About a year later she found, morning by morning, a fine bunch of bananas on the verandah of the house, and told her father it was evident someone wished to marry her. Her father kept watch and found it was the former husband who was putting the bananas on the verandah, and knowing his character, asked him from whose garden he had stolen them. With a meekness quite new to him the husband replied that he had not stolen them at all. They were grown in his own new garden, the result of his own work, and he had brought them to show his wife that he had learnt his lesson, and could, and would, provide food for her and the children, if she would return to him. She did return to him, and they lived happy ever afterwards.
John Bunyan tells us that he and his wife started life “as poor as poor might be, not having as much household stuff as a dish or a spoon betwixt us both.” The young Papuan couple are not quite so badly off as that, but few of us would like to set up housekeeping with their scanty stock. The bride will at least have a few pots, perhaps the result of her own work, or if she lives in a district where pots are not made, procured by barter from another district.
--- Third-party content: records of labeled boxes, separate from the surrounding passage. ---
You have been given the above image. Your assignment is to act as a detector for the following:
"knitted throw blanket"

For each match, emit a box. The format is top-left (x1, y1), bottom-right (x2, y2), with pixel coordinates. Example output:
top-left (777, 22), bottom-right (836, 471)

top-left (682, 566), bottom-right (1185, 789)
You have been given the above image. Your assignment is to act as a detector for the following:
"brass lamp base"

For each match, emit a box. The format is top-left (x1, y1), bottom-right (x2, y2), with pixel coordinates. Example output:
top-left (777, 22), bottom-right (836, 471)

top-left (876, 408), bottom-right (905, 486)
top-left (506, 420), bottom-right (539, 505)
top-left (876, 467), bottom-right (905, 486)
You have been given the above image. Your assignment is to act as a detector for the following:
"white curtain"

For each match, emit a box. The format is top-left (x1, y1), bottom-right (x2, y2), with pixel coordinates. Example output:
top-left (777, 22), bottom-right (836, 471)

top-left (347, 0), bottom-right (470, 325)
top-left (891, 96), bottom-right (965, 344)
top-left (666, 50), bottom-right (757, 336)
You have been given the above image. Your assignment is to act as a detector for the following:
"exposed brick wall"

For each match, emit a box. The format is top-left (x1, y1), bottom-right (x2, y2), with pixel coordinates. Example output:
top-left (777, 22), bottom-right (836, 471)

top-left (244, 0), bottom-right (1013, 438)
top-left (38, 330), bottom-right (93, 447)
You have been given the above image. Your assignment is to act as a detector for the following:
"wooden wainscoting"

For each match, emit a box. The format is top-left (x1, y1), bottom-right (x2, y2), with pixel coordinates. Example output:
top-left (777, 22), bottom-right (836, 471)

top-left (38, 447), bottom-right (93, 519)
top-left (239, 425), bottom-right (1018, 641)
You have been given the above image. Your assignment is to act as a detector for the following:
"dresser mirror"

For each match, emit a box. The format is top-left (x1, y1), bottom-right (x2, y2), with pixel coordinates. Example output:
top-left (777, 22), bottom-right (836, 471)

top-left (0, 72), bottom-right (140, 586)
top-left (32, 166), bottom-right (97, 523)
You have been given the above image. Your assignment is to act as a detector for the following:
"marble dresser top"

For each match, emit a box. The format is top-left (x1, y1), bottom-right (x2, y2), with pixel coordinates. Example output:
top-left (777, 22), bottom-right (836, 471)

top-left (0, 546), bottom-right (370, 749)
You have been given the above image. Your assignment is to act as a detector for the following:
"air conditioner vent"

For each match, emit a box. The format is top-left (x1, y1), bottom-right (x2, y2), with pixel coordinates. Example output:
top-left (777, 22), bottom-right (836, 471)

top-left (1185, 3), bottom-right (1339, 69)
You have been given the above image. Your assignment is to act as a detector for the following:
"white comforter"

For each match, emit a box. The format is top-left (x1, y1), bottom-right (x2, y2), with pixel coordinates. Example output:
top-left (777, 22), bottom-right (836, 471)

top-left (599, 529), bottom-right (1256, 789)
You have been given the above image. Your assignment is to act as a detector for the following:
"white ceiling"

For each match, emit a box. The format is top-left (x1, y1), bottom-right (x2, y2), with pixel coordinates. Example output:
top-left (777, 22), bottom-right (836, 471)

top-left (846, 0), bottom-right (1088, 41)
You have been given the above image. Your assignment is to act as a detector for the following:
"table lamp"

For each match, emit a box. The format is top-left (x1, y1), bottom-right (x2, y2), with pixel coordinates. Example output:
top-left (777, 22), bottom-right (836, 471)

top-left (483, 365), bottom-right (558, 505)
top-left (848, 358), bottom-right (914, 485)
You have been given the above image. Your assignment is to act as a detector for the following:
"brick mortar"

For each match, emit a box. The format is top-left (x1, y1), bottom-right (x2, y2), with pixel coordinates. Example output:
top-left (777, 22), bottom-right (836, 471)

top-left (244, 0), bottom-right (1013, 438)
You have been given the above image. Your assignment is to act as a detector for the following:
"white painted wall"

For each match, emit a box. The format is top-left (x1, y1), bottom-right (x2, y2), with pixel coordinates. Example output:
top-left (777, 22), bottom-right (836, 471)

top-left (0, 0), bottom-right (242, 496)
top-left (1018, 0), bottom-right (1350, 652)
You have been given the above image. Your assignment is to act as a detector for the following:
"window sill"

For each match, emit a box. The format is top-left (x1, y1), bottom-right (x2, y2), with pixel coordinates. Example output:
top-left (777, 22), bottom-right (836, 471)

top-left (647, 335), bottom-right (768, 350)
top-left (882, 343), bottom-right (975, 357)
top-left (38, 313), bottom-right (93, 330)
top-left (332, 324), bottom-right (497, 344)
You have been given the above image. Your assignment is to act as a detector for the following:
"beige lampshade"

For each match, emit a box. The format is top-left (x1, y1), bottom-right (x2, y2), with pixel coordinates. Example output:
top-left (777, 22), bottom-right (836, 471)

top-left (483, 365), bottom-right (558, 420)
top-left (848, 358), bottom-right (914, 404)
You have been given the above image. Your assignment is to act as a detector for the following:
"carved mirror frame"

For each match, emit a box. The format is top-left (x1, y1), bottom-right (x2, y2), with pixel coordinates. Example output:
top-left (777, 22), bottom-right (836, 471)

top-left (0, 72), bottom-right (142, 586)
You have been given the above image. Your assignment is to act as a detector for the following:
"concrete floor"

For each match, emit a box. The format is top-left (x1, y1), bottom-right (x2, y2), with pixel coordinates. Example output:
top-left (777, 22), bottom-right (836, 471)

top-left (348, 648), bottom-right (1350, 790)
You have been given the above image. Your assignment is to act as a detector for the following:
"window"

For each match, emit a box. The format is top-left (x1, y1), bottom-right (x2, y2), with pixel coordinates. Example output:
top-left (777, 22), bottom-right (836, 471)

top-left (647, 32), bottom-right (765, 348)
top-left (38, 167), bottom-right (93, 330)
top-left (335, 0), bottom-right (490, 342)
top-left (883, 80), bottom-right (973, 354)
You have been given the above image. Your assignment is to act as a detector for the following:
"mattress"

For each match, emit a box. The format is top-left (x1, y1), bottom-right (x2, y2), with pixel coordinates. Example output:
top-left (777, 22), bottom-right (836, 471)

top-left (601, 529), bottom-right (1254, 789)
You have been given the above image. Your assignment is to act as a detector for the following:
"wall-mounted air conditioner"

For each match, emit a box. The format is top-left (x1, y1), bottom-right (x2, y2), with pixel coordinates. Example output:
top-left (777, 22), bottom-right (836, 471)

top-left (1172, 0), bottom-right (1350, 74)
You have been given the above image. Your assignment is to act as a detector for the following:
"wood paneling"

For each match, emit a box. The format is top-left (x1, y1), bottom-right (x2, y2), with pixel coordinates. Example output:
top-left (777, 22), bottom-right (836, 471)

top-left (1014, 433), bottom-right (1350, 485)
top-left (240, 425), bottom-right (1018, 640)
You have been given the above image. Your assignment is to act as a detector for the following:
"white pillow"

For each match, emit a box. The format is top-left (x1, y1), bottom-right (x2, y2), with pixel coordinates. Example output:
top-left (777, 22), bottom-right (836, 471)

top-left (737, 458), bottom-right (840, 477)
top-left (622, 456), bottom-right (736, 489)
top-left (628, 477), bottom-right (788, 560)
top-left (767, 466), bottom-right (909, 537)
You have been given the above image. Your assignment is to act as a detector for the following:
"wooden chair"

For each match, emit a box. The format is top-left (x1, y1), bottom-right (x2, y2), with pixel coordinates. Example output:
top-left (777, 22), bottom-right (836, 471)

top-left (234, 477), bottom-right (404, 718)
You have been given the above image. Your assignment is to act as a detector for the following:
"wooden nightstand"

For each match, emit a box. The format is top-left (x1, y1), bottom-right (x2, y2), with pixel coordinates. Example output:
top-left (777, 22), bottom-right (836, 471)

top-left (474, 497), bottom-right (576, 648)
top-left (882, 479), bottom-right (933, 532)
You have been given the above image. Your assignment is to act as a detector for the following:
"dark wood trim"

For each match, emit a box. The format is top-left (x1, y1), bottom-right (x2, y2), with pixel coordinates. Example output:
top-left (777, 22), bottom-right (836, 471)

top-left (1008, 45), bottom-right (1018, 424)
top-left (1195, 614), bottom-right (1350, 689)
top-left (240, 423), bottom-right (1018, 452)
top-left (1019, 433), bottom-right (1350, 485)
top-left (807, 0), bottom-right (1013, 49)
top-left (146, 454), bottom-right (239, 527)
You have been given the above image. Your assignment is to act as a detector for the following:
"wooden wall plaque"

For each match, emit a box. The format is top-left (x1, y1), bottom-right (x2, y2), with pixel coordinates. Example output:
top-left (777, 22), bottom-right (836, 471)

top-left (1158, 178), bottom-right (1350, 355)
She will have at least one big spoon, made by fastening part of a cocoanut shell to the end of a stick, and perhaps a smaller spoon also cut from cocoanut shell and carved. Her wardrobe will vary according to the district in which she lives, and may be as extensive as a few fibre skirts, or as scanty as a length of parcel string, or be absolutely nothing. Arms and ornaments are what the bridegroom brings to the common stock, for his clothes are scarcely worth counting.
Rocking the Cradle.
In time the cradle is wanted, and the young mother has not been able to buy one after the English pattern; but fortunately most of the real wants can be supplied by what grows around the native home, and the cradle comes from the banana plant. The fibre found in the stump is cleared of the soft pith that surrounds it, washed clean, and then twisted into a string as fine and nearly as evenly laid as whip cord; and the woman does all the twisting by rubbing the fibre between her hand and her thigh. When she has her string she makes the big bag that serves for the cradle, dyeing portions of the string as she goes along so as to work out her pattern. All the work is done without shuttle, mesh, or needle of any kind, and in the most used pattern there is only one length of string and only two knots—one at the beginning and one at the end of the work.